“One Life to One Dawn.
In a land ruled by a murderous boy-king, each dawn brings heartache to a new family. Khalid, the eighteen-year-old Caliph of Khorasan, is a monster. Each night he takes a new bride only to have a silk cord wrapped around her throat come morning. When sixteen-year-old Shahrzad’s dearest friend falls victim to Khalid, Shahrzad vows vengeance and volunteers to be his next bride. Shahrzad is determined not only to stay alive, but to end the caliph’s reign of terror once and for all.
Night after night, Shahrzad beguiles Khalid, weaving stories that enchant, ensuring her survival, though she knows each dawn could be her last. But something she never expected begins to happen: Khalid is nothing like what she’d imagined him to be. This monster is a boy with a tormented heart. Incredibly, Shahrzad finds herself falling in love. How is this possible? It’s an unforgivable betrayal. Still, Shahrzad has come to understand all is not as it seems in this palace of marble and stone. She resolves to uncover whatever secrets lurk and, despite her love, be ready to take Khalid’s life as retribution for the many lives he’s stolen. Can their love survive this world of stories and secrets?”
If you didn’t know The Wrath and the Dawn was inspired by A Thousand and One Nights. There are multiple points of view, with the main view point being from Shazrad. There’s an interesting prologue that really sets the tone of the story without telling us what the story is about. So in a way, the prologue moves you to read the rest of the book.

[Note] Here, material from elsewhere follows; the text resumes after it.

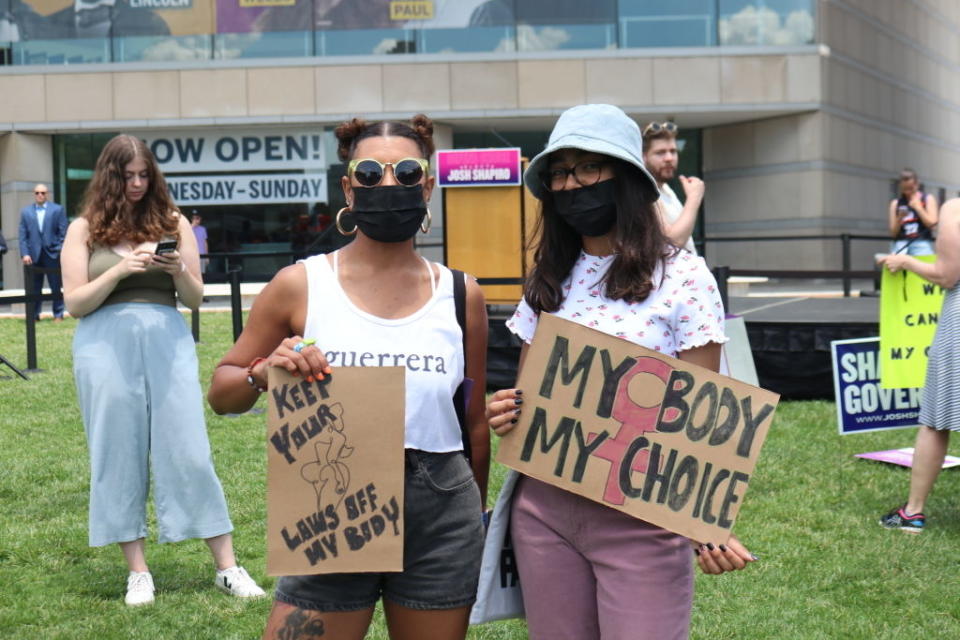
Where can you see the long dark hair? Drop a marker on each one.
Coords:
(639, 244)
(111, 218)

I have got to say that this book surprised me in many ways, but at the same time, was very…. annoyingly predictable at times. There are some things that annoyed me about the book, while there are some things that made me so happy about this book. I don’t know what one has more points to the team though, so lets get down to business, shall we??
The few things that I liked about this book are…
“Some things exist in out lives for but a brief moment. And we must let them go on to light another sky.”
I love Shazrad, and how self reliant she is. She could totally do the stuff herself, and in fact, she does a lot of the things herself, when her maid-turned-friend isn’t there to help her. Shazrad is really a character who, if you mess with her, she’d definitely kick your ass. Shazrad is a girl of many hidden talents.
I love Khalid’s character. He’s the type of character, that in the story, everyone is made out to hate, but in actuality, he’s faced with ultimatums left and right. Everyone has made him out to be the bad guy. And Khalid doesn’t let anyone get close, at all. Yet there are the close few to him, that know him personally. I got the feeling that said people would definitely stick up for Khalid when he isn’t around. They would also absolutely go out in the streets, shout from the rooftops that he is indeed a great man, but Khalid forbids that. And the vicious cycle of his people hating him goes on. Khalid is an incredibly interesting character, and my heart breaks for him over and over again.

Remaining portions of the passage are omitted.